Link out. You help raise the status of your writing by linking to more content. It may help “anchor” your position, providing supporting evidence, or help connect your ideas to those of others. If you mention your school, link its webpage to its name. If you mention another teacher, link to their blog. Creating webs within your posts can give authority to your writing and provide a nice service readers to expand their interaction through more reading.

not the weakest link

And a tip for folks who are embedding links: don’t use text like “Click Here” for text chosen for the actual links! First, it’s discouraged by web usability experts. Second, the reader may not be reading on a computer (and no, don’t write “Tap or Click here!”). Third, “Click Here” stands out, but it doesn’t help your content stand out.

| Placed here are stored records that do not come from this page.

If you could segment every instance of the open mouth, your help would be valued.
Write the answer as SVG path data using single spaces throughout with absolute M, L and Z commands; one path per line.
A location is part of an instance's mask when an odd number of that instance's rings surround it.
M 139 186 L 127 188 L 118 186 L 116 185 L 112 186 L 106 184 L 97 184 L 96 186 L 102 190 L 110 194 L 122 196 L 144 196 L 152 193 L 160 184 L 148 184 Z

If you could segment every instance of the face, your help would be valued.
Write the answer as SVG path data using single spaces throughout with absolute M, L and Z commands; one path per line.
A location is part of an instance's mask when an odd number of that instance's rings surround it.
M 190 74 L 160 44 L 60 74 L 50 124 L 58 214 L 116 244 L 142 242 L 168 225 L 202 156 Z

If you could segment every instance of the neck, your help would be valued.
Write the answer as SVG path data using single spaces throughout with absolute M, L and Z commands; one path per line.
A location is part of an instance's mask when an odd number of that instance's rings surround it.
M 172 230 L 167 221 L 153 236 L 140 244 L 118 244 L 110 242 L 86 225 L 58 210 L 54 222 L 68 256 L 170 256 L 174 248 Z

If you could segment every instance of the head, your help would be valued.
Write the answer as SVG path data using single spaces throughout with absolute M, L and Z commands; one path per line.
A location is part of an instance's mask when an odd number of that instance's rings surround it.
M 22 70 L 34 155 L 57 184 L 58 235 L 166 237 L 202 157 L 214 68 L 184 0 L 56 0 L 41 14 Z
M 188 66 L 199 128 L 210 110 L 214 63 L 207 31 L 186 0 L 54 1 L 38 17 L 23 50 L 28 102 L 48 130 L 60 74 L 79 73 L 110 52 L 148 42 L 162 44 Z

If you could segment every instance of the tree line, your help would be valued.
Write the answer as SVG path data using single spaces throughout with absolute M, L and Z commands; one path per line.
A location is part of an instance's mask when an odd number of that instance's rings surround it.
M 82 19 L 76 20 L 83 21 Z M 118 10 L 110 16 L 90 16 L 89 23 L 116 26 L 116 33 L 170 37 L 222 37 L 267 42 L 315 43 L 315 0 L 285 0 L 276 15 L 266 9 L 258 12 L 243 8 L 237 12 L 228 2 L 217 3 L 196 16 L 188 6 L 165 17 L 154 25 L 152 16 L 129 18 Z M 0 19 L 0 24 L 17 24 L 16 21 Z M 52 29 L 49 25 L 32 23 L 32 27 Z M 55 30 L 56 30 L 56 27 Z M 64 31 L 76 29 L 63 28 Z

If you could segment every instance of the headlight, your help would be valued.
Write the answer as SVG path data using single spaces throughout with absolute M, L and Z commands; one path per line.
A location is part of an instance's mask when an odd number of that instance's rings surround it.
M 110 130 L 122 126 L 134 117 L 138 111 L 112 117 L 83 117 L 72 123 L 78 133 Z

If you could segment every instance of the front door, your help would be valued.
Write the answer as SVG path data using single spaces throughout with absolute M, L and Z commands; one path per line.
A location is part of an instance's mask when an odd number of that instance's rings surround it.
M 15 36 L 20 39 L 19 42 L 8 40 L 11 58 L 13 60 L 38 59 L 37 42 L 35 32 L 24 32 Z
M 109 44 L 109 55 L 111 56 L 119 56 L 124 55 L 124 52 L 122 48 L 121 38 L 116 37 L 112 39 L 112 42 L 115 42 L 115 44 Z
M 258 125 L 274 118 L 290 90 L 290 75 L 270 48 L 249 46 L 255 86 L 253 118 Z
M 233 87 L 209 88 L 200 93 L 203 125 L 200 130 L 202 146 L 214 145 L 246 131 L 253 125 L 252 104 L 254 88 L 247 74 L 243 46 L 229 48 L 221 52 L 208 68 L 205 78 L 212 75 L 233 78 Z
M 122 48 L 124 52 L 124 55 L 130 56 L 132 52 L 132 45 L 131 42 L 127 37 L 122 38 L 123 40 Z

Instead, it’s best practice to link the beginning or ending of sentences with more than one word.

Consider these three examples:

  1. Google Reader is a popular online tool for collecting and reading RSS newsfeeds.
  2. Google Reader is a popular online tool for collecting and reading RSS feeds. Click here to visit that site.
  3. Google Reader is a popular online tool for collecting and reading RSS news feeds.

The first one makes sense. The important “keyword” or phrase is the product name. It makes sense that if you click on the title of a webpage, you’ll go to the webpage.

The second example does good to highlight the title of the website in bold text, but then the second part with the “Click me” is unnecessary.

The third example is an alternative… it’s less clear if you’re going to go to Google Reader, or maybe learn about “collecting and reading” feeds. The strength behind the third example is that it is an easier target to click or tap, because it uses more text. Like the first example, it’s strong too because the link came at the end (or beginning) of the sentence.